UGANDA: Crimialise Female Genital Mutilation
A group of Members of Parliament have drafted a Bill seeking to criminalise the female genital mutilation (FGM) common among communities in some parts of the country. The MPs are concerned that the Government has not taken the initiative to enact a law criminalising the FGM.
Genital mutilation is most prevalent in Kapchorwa, Bukwo and Karamoja. Studies, however, indicate that the practice also exists in Kamuli, Kamwenge, Isingiro and Masindi.
The FGM is on the rise in Karamoja, where thousands of girls aged 10 to 15 are being circumcised and then forcefully married off, according to the United Nations Population Fund.
Genital mutilation involves the cutting or removal of the clitoris and other vaginal tissue, often under unsanitary conditions. According to the World Health Organisation the prevalence could be 5% in Uganda.

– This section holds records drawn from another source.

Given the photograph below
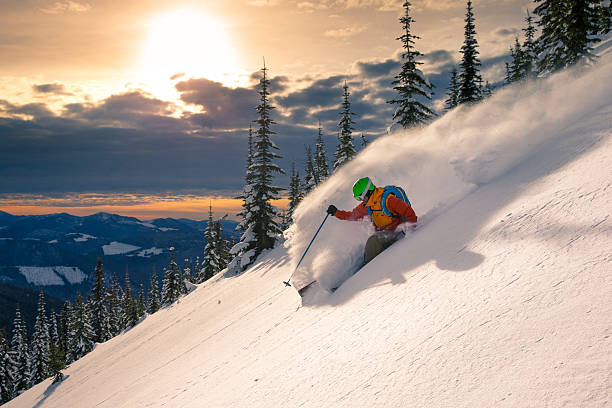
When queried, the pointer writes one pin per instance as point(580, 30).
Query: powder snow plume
point(440, 164)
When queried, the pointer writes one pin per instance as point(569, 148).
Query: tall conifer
point(453, 91)
point(568, 29)
point(410, 83)
point(100, 315)
point(21, 355)
point(470, 81)
point(7, 366)
point(260, 227)
point(153, 305)
point(40, 355)
point(81, 333)
point(321, 166)
point(346, 149)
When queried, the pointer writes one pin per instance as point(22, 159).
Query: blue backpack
point(397, 192)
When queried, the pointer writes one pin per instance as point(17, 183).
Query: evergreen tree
point(82, 336)
point(141, 308)
point(171, 289)
point(568, 29)
point(115, 308)
point(310, 179)
point(259, 225)
point(321, 166)
point(605, 18)
point(517, 72)
point(295, 194)
point(210, 263)
point(470, 80)
point(239, 250)
point(40, 355)
point(410, 83)
point(364, 141)
point(58, 354)
point(65, 323)
point(7, 375)
point(21, 356)
point(222, 246)
point(130, 312)
point(453, 91)
point(153, 293)
point(346, 149)
point(530, 51)
point(100, 315)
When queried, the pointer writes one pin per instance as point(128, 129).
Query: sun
point(186, 43)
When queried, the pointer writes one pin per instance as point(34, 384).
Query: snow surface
point(501, 298)
point(51, 275)
point(116, 248)
point(82, 237)
point(147, 253)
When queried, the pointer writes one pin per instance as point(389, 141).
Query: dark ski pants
point(380, 241)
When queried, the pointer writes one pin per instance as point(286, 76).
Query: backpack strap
point(397, 192)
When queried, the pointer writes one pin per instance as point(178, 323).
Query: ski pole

No doubt, FGM threatens the health of women and girls and increases their vulnerability to HIV. It also raises the risk of maternal and infant mortality, harming women's psychological, sexual and reproductive health.
The step taken by the MPs to criminalise FGM has been long overdue. It is hard to understand why up to this time there is no law in place to charge the perpetrators of genital mutilation.
So far it appears the Government has adopted a strategy of creating public awareness to persuade the communities involved to discard the practice. Obviously, the campaign has not been very successful in view of the fact that the FGM is rising among the Pokot and Tepeth in Karamoja.
Kapchorwa Local government has already passed a by-law abolishing, prohibiting and criminalising the FGM. Nonetheless, the district councils are restricted and cannot impose serious punishment for criminal offenses. Local governments, for example, cannot impose a jail term exceeding six months.
The by-law enacted by the Kapchorwa district council, therefore, cannot impose deterrent punishment. A national law must be enacted to deal with the perpetrators of this inhuman, degrading and primitive practice.